Kammy hit the intercom control. “Colonel,” he transmitted, “the Starkad ship is neutralized. Tell your pilots to get ready. You are cleared for launch in fifteen minutes.” He shot a grin at Terrin, though it didn’t seem to reach all the way to his eyes. “Now the fun really starts.”
12
Stardrives were nice for a ship, but Kathren Margolis enjoyed the gut-level thrill of the boost. It pushed at you like a bully on a schoolyard, trying to find out just how much you could take. She reveled in it as it slammed her back into her acceleration couch, an insistent detractor trying to tell her no, she couldn’t fly that fast, but she did it anyway, to spite him.
Farsund screamed toward her, closer with every second, the abstract lines of white and blue and green acquiring texture and depth with proximity. Mountain ranges capped with trackless glaciers split the primary conti
nent in two, the ice growing thicker near the poles until it squeezed everything else out, turning what would have been an ocean in a warmer climate into chains of saltwater lakes. It was starkly beautiful, a place she could have seen herself visiting for a cross-country skiing vacation, though she wouldn’t have wanted to live there.
Their target was as close to the equator as it could be without setting it afloat in the middle of the narrow ocean ringing the planet’s center, one of the small, isolated strips of green amidst all the white. She couldn’t see the missile batteries or the coilgun turrets from the upper atmosphere, but she knew they were down there, ringing the Starkad base like spines on a hedgehog. These weren’t pirates or second-rate bandits, ripe for the picking. If she didn’t take out their air defenses, the drop-ship was as good as dead.
Drop-ship my ass.

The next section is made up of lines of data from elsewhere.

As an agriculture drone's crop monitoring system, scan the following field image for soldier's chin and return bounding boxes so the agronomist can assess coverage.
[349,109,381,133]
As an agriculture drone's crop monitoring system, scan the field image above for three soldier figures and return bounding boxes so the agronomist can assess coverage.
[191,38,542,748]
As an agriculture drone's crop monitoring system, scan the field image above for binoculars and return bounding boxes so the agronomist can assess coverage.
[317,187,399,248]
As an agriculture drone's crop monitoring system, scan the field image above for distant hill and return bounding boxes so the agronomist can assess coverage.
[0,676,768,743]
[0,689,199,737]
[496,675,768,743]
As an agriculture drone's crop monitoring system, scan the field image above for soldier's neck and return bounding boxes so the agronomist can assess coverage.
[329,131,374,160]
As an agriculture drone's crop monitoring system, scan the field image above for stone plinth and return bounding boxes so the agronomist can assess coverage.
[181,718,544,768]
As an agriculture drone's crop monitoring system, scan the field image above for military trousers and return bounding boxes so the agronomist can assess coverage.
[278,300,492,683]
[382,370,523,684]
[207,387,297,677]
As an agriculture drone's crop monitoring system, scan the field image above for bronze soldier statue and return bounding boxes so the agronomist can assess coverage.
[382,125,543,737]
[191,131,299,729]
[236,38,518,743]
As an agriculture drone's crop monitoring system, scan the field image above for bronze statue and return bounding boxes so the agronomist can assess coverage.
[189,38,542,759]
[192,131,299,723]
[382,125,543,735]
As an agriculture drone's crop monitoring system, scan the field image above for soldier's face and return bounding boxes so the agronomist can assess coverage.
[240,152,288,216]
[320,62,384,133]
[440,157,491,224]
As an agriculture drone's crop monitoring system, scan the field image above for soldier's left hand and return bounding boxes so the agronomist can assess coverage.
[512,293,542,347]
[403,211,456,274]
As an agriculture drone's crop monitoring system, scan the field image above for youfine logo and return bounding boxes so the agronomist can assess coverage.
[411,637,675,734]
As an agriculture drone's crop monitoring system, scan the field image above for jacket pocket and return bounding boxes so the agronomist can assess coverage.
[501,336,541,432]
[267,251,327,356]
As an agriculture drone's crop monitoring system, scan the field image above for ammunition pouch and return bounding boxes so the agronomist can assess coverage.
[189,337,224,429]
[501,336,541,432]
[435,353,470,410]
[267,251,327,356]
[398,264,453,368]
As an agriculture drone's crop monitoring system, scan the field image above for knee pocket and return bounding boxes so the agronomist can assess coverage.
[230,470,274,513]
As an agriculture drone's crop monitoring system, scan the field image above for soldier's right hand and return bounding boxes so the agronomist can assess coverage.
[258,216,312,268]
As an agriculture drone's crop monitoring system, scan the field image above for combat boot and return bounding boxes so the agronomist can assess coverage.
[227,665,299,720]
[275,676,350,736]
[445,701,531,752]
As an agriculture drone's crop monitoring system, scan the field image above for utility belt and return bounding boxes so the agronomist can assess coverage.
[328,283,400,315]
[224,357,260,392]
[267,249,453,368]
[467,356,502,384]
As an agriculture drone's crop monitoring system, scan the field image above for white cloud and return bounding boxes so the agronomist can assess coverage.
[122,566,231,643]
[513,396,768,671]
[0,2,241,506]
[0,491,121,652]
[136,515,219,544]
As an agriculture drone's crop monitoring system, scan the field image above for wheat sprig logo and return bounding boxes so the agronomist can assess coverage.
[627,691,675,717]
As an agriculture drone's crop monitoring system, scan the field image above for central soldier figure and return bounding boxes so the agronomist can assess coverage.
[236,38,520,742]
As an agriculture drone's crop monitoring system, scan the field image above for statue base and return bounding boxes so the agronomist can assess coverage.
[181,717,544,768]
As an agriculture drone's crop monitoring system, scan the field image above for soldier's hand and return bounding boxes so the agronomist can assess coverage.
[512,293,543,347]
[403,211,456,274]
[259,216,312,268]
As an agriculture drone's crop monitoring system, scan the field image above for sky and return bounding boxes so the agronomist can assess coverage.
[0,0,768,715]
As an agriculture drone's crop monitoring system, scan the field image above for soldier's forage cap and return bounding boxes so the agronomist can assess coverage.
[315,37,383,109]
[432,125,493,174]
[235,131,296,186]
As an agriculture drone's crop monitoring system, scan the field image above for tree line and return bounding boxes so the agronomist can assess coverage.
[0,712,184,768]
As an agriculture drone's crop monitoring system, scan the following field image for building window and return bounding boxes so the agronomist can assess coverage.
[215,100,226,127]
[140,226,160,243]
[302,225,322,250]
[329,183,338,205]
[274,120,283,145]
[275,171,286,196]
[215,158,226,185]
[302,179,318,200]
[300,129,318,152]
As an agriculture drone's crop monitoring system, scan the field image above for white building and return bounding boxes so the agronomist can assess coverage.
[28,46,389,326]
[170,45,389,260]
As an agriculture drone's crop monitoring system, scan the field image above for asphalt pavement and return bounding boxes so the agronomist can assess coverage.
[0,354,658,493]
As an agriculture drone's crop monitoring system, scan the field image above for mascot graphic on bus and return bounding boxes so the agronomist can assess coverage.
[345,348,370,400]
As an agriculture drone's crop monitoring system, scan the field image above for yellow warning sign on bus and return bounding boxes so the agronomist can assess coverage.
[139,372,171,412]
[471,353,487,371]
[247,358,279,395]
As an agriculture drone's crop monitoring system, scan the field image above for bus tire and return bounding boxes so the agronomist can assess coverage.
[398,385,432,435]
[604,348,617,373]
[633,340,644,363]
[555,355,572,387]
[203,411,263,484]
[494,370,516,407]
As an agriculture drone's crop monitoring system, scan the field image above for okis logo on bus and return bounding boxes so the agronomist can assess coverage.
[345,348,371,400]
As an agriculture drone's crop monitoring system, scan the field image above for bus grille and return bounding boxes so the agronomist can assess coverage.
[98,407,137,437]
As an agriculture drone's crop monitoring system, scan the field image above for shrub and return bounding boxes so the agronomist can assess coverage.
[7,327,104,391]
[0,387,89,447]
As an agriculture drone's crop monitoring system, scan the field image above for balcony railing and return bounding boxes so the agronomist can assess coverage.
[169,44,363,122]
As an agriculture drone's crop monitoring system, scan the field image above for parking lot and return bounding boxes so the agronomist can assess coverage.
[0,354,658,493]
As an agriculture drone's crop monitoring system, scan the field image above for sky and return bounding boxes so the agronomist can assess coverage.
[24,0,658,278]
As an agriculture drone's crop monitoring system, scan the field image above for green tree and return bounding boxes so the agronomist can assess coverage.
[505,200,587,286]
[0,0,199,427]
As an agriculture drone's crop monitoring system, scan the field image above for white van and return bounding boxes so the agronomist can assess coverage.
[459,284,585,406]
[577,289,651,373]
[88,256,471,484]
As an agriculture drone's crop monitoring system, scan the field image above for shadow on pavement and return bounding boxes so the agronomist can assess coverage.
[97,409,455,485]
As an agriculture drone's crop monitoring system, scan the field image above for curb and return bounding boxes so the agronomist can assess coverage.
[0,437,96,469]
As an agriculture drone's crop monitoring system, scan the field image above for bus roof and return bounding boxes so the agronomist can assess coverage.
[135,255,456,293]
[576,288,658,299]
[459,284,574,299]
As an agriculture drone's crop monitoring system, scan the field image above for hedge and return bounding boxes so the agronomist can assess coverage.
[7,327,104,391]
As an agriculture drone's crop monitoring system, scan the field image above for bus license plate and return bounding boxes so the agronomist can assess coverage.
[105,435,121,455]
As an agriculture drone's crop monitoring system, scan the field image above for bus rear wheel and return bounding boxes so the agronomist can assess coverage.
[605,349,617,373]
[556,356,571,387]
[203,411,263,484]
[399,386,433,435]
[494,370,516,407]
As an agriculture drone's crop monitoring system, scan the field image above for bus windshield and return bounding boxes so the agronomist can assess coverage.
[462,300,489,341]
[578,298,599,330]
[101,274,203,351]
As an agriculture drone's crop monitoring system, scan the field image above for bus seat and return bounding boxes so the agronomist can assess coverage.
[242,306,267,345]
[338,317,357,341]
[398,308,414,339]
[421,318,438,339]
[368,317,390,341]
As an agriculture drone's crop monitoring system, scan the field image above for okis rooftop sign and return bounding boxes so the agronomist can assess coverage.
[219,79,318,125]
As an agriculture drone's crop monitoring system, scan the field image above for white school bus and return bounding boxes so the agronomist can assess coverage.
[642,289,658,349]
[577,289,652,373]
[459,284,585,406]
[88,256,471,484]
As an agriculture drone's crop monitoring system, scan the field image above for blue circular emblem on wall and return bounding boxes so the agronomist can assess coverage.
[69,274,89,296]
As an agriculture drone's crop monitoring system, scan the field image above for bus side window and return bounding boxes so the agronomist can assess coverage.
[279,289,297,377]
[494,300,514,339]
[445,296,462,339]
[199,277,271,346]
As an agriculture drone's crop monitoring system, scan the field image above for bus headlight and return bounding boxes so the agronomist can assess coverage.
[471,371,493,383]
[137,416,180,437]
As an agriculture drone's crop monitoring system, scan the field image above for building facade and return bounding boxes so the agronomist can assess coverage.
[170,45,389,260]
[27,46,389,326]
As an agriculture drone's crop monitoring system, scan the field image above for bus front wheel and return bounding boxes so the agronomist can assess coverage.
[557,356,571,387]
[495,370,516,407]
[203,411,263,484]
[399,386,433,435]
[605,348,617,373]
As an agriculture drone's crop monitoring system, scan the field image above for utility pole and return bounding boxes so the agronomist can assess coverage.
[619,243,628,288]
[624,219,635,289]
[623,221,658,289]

It’s a beat-up old cargo shuttle, the best the mercs could afford, with some armor and a chin cannon slapped onto it.
The Supremacy troops below weren’t just going to wait for her to come to them, though…they were coming to her. A squadron of dual-environment fighters was climbing to meet them, already rising above the towering mountains, wicked, silver darts on roaring turbojet engines. If she’d waited in the almost thinner reaches of the upper atmosphere, she would have had a greater advantage. The fighters were powered by small fusion plants, but their turbines were smaller, more fragile and more prone to overheating. In the near-vacuum at the edge of space, there was nowhere to bleed off that heat.
They knew that, too, though, and they’d be very happy just to sit down in the soup and wait for her.
Nothing’s ever easy.
“Have you ever taken on fighters before?” Acosta asked her from the right-hand seat. At least he didn’t sound like a nervous mother this time. Maybe I’ve killed all his fear instincts after so long flying with me.
“In training,” she told him, biting down on the mischievous smile that wanted so badly to break through. “Simulators and shit.”